Know Your Audience
I would say that it depends on your client. If your client is a consumer/business using your software as a service, bear in mind that they care little about the technical aspects. If you were selling a POS ("Point of Sale" - something like a grocery checkout program) program, you might list features like so:
- Can process credit cards at lightspeed.
- Can scan users faces and bill them using the unique creases on their foreheads.
- Can convince customers to buy the candy at the counter on impulse
If you were selling this to a technical client, for say, integration with another product, you might consider discussing the technical aspects. For example (I'm not a Java programmer, so excuse any mistaken false promises, I'm being facetious):
- Can process a hundred threads in under thirty nanoseconds
- Can process credit cards across securely using the algorithm.
Know Your Subject
Since you seem to be leaning towards the technical side, you might want to list the programming paradigms that you use and some of the highlights of the architecture of your program. If I were presenting one of my iPhone apps, for example, I'd almost surely mention the Model-View-Controller paradigm.
I may also mention the delegation patterns used. You may want to discuss particular modularization or inheritance patterns as well as frameworks that you use.

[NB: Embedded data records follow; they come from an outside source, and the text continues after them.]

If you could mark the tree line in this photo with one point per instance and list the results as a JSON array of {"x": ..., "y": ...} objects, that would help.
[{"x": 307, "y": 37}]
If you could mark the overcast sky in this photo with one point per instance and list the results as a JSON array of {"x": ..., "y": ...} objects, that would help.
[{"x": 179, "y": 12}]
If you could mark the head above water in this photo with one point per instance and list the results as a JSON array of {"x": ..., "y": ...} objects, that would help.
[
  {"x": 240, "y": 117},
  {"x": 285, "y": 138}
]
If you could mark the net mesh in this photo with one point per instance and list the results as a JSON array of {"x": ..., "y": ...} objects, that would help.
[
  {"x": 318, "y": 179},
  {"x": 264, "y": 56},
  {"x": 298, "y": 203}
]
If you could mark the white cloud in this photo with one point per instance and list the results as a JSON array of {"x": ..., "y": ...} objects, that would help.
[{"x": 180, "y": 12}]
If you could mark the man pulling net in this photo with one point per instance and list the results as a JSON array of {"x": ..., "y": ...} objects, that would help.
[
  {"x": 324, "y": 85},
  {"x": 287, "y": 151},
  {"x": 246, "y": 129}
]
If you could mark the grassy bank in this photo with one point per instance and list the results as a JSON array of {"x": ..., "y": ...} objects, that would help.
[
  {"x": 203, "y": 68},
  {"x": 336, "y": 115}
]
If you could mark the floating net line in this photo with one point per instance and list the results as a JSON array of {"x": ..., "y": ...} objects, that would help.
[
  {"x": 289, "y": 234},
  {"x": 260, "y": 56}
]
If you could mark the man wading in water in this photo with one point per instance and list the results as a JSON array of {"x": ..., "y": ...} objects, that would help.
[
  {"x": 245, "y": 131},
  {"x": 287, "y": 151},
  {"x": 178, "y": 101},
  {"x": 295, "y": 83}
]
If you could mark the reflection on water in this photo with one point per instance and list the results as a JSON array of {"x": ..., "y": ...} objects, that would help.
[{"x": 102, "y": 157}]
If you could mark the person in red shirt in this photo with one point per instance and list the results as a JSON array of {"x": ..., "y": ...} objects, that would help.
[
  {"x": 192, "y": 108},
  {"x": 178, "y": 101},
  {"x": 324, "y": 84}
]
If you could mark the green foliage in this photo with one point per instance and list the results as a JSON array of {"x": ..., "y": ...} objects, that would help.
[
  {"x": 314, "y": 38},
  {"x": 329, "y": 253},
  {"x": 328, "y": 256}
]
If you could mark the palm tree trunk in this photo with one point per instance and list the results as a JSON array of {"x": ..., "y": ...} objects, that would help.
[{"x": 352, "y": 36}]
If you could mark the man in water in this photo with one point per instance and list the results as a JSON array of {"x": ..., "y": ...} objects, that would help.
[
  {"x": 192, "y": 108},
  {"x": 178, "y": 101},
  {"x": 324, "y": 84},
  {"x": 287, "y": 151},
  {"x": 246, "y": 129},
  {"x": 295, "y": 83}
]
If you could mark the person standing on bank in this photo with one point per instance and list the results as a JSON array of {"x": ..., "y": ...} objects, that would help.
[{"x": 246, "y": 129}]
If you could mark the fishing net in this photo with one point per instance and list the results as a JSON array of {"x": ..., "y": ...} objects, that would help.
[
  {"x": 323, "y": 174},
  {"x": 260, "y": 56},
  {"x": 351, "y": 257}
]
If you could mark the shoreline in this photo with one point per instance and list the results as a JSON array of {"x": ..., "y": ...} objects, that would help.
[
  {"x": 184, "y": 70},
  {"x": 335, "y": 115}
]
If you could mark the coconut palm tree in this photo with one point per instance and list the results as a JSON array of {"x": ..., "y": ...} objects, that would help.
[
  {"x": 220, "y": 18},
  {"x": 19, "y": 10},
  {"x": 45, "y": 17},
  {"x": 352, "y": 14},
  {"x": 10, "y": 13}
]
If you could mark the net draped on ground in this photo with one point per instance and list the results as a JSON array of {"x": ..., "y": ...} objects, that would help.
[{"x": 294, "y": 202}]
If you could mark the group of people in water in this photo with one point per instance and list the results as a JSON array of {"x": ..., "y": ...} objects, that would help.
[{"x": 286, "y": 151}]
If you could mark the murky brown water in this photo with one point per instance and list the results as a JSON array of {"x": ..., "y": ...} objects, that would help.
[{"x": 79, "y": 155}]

Remember, regardless of what goes in to the presentation: if you don't know how your program works, you can't share that information with others.
Structure Your Presentation
I'd start with a bulleted list and go through the bullets one by one. If you're having trouble with layout and such, use a template that comes with Powerpoint. If you're looking for inspiration for structuring your presentation, take a look at any one of Apple's presentations. You can watch a keynote, or a technology demo. Those are done really well.